I must ask your Lordships to reject this Amendment. I believe I am right in asking your Lordships to reject it, because I am going to have great powers under this Bill and it is going to be very flexible. If I find that it is not working, I shall not hesitate to say so. I believe I can create that liaison which I want to deal with cases in which speed is required, but I hope to goodness that the magistrates will go on with their very useful work in trying to settle cases day by day out of hand, as they have done for many years, quite often apart from any question of legal aid being granted. Therefore, I am sorry but I must ask your Lordships to reject this Amendment. I do not come to this conclusion lightly or without consideration. As I said, I referred this matter to both the Law Society and the Bar Council, and I think that everything I have said meets with their entire approval. I ask your Lordships not to accept this Amendment, which would have a most serious effect on the whole scheme.

6.5 p.m.


The Lord Chancellor made such an overwhelming philippic against this Bill that I should take a long time if I answered him in detail. I would, however, point out to him first of all, that although the noble Lord, Lord Rushcliffe, has changed his opinion—no doubt with very good reasons—and has announced his change to-day, his Committee did recommend the actual plan which I have been proposing. The other comment that I would make is that, at the end of his speech, the Lord Chancellor made a great deal of the financial considerations at stake. I am quite convinced that only the future can judge between us whether his plan is going to be much more expensive than mine. I am confident that his plan is going to lead to a great deal of unnecessary litigation; that it is going to lead to a great deal of unnecessary appearances in court by lawyers, and that the £2,000,000 to which reference has been made will certainly be exceeded in the future. But, as I say, only the future can judge between us.

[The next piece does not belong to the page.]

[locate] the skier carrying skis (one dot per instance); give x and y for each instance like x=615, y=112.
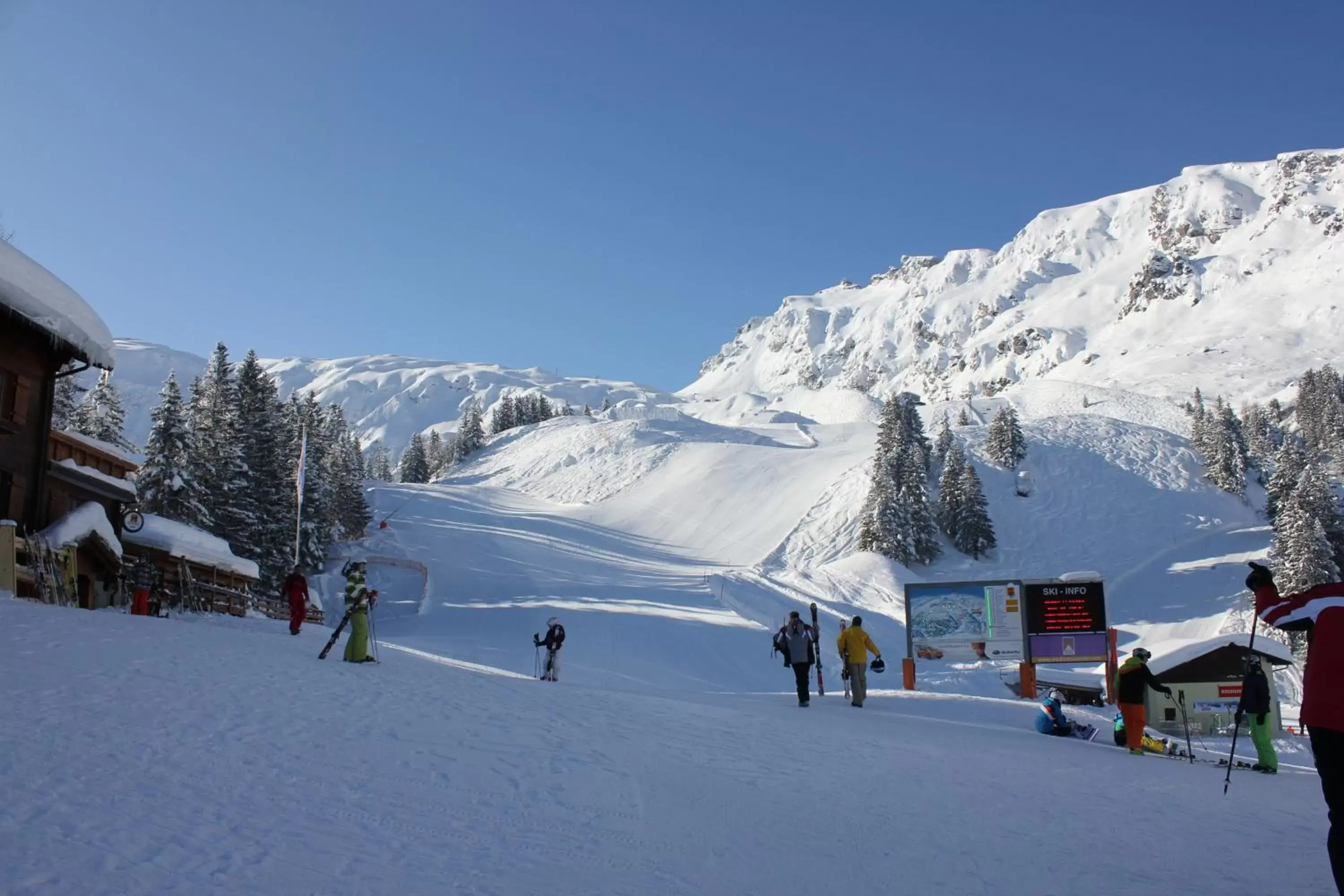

Now the Lord Chancellor has damned this Amendment with bell, book and candle. I am not sure whether to ask the House to divide or not. However, before I make a decision, may I ask the Lord Chancellor whether he can help us a little further? Before the Bill actually passes to the Statute Book, can he let us see the instructions which he is going to send to the Law Society and the Bar Council? I do not wish to say anything in disparagement of the Law Society or the Bar Council, but, after all, they are interested parties. The Lord Chancellor has pointed to their view to-day as an unanswerable reason for rejecting my proposal. I would have expected that, having given that opinion once on this subject, they would give it again. Can the Lord Chancellor go a litle further than he has gone today, and say that he will circulate, either in draft rules or whatever may be the best form, the actual instructions that he is going to give to these committees, particularly upon the point of urgency? Also, could he tell us specifically what are the actual instructions to be given to the probation officer? This is a point to which the magistrates attach very great importance. If the Lord Chancellor could give me a satisfactory answer on these points to-day I should be inclined to hold my hand in the matter of a Division—keeping myself free to divide, if necessary, on Report stage.

6.10 p.m.


I will gladly help the noble Viscount if I can. It is not for me to give instructions; it is rather for the Law Society to promulgate a scheme for me to approve. I would rather not give the noble Viscount a definite answer to-day because, obviously, it needs a little care in the wording, but I think I can indicate plainly what the present trend of my mind is, and I will gladly discuss the matter with the Law Society so that it may be made clear; it is the sort of thing which they would put into their scheme. What I anticipate is that each local committee shall contain certain members who are empowered to grant what I call an emergency certificate. The emergency certificate will enable the prospective litigant at once to consult a solicitor. This would be subject to these two matters: first, that the litigant will in due course have to go, like any other litigant, to the assistance board and say that he is all right so far as means are concerned—I cannot excuse him that. That is the first qualification. Secondly, the emergency certificate would in due course be reported by the secretary, chairman, or vice-chairman, to the local committee, who would be able to pass it—though, theoretically, at any rate, if they wanted to they could throw it over.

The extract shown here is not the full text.